The Poorest Town in Every State

Source: Andrew Jameson / Wikimedia Commons

Michigan: Hamtramck
> Median household income: $25,478 (state: $54,938)
> Poverty rate: 49.1% (state: 15.0%)
> Median home value: $64,500 (state: $146,200)
> Population: 21,941

Hamtramck, Michigan, is a small city of about 22,000 surrounded by the city of Detroit. Many of the economic problems Hamtramck faces mirror those of its much larger neighbor. A victim of the decline of American manufacturing, Hamtramck has a staggering 49.1% poverty rate, more than triple the state poverty rate of 15.0%. Additionally, Hamtramck is the only place of any size in the state where the majority of households earn less than $26,000 a year.

Property values often reflect incomes in a given community. In Hamtramck, the typical home is worth just $64,500, a fraction of the median home value in Michigan of $146,200.

Minnesota: Little Falls
> Median household income: $38,862 (state: $68,411)
> Poverty rate: 18.0% (state: 10.1%)
> Median home value: $128,400 (state: $211,800)
> Population: 8,664

Little Falls is a small community located along the banks of the Mississippi River in central Minnesota. The poorest place in the state, Little Falls has a median household income of just $38,862 — about $30,000 below the statewide median. Incomes tend to rise with educational attainment, and in Little Falls, only about one in every five adults have a bachelor’s degree. Meanwhile, across Minnesota, more than one in three adults have a four-year college degree.

Source: Public Domain / Wikimedia Commons

Mississippi: Yazoo City
> Median household income: $23,970 (state: $43,567)
> Poverty rate: 42.6% (state: 20.8%)
> Median home value: $68,300 (state: $114,500)
> Population: 11,076

Mississippi is the poorest state in the country, with a median household income of $43,567 — about $17,000 below the national median. In Yazoo City, a small community in the Delta region, incomes are lower than they are anywhere else in the state. Most households in Yazoo City earn less than $24,000 a year. The city also has a staggering 42.6% poverty rate, more than double Mississippi’s poverty rate of 20.8%.

With low incomes, a larger than typical share of the population depends on government benefits to afford basic necessities. About 40% of area households receive SNAP benefits, more than double the 16.5% share of households across Mississippi. Black Americans are more than twice as likely as white Americans to live in poverty in the United States, and more than 80% of the city’s residents are black, one of the highest shares of any place in the state.

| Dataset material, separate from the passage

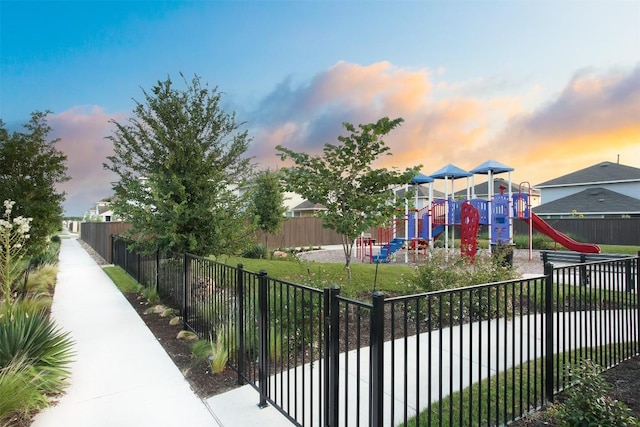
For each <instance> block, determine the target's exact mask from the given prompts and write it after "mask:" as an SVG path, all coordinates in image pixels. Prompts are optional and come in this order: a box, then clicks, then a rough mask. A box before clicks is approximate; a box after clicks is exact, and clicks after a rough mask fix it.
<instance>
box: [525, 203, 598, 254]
mask: <svg viewBox="0 0 640 427" xmlns="http://www.w3.org/2000/svg"><path fill="white" fill-rule="evenodd" d="M531 219H532V220H533V221H532V222H533V228H535V229H536V231H538V232H540V233H542V234H544V235H546V236H549V237H551V238H552V239H553V240H554V241H556V242H558V243H560V244H561V245H562V246H564V247H565V248H567V249H569V250H572V251H576V252H582V253H585V254H599V253H600V246H598V245H596V244H595V243H580V242H576V241H575V240H573V239H572V238H571V237H569V236H567V235H566V234H564V233H561V232H559V231H558V230H556V229H555V228H553V227H551V226H550V225H549V224H547V223H546V222H545V220H543V219H542V218H540V217H539V216H538V215H536V214H534V213H533V212H531ZM525 221H526V219H525Z"/></svg>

Source: BOB WESTON / Getty Images

Missouri: Unionville
> Median household income: $29,440 (state: $53,560)
> Poverty rate: 25.1% (state: 14.2%)
> Median home value: $63,600 (state: $151,600)
> Population: 1,998

Unionville is the only community in Missouri where the majority of households earn less than $30,000 annually. Incomes tend to go up with educational attainment, and in Unionville, only 11.2% of adults have a bachelor’s degree or higher, well below the comparable statewide bachelor’s degree attainment rate of 28.6%.

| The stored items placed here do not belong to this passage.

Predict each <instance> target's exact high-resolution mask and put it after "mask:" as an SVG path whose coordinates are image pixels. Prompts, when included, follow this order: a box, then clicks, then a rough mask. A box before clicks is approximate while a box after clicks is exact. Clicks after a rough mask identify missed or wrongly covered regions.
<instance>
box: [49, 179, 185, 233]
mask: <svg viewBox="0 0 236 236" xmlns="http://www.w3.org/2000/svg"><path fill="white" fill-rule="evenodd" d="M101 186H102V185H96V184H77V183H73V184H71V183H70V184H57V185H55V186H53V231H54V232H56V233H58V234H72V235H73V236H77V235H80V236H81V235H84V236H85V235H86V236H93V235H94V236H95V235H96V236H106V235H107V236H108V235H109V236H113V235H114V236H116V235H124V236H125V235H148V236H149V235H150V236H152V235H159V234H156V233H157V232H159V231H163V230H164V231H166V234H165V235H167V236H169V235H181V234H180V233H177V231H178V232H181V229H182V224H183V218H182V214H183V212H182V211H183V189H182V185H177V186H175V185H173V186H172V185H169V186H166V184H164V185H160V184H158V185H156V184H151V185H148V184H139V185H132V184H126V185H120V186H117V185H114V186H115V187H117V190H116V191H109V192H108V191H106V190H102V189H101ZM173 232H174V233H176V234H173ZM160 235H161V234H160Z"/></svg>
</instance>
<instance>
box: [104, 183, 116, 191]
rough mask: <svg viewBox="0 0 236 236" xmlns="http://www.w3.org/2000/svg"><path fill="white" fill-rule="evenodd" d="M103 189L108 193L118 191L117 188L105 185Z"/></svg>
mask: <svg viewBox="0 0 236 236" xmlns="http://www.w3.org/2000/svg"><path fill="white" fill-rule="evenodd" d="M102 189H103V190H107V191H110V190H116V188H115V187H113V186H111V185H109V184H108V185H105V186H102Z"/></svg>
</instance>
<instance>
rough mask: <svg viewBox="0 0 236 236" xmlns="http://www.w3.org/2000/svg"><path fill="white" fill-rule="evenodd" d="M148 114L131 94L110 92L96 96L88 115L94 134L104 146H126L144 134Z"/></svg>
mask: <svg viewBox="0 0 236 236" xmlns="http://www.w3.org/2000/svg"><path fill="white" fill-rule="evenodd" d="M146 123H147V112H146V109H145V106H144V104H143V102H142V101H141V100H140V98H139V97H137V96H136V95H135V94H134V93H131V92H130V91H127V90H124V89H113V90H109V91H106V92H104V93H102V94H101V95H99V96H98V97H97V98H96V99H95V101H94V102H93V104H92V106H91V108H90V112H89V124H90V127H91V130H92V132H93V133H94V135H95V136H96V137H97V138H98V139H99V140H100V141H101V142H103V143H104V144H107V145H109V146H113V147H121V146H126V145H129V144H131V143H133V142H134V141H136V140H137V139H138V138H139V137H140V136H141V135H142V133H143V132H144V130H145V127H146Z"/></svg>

The area’s low incomes are reflected by low real estate values. The typical home in Unionville is worth just $63,600, less than half the median home value of $151,600 statewide.

Montana: Havre
> Median household income: $46,419 (state: $52,559)
> Poverty rate: 17.7% (state: 13.7%)
> Median home value: $143,900 (state: $219,600)
> Population: 9,762

Of all places in Montana that are home to between 1,000 and 25,000 people, Havre has the lowest median household income. Despite its distinction as the poorest small city in the state, Havre does not have particularly bad economic conditions relative to the state as a whole. The typical Havre household earns $46,419 a year, only about $6,000 less than the median household income across Montana.

While most of the places on this list are experiencing population decline, Havre is growing. Over the last five years, the number of people living in the area climbed by 2.2%. However, this growth still trails the state’s 4.3% population growth rate.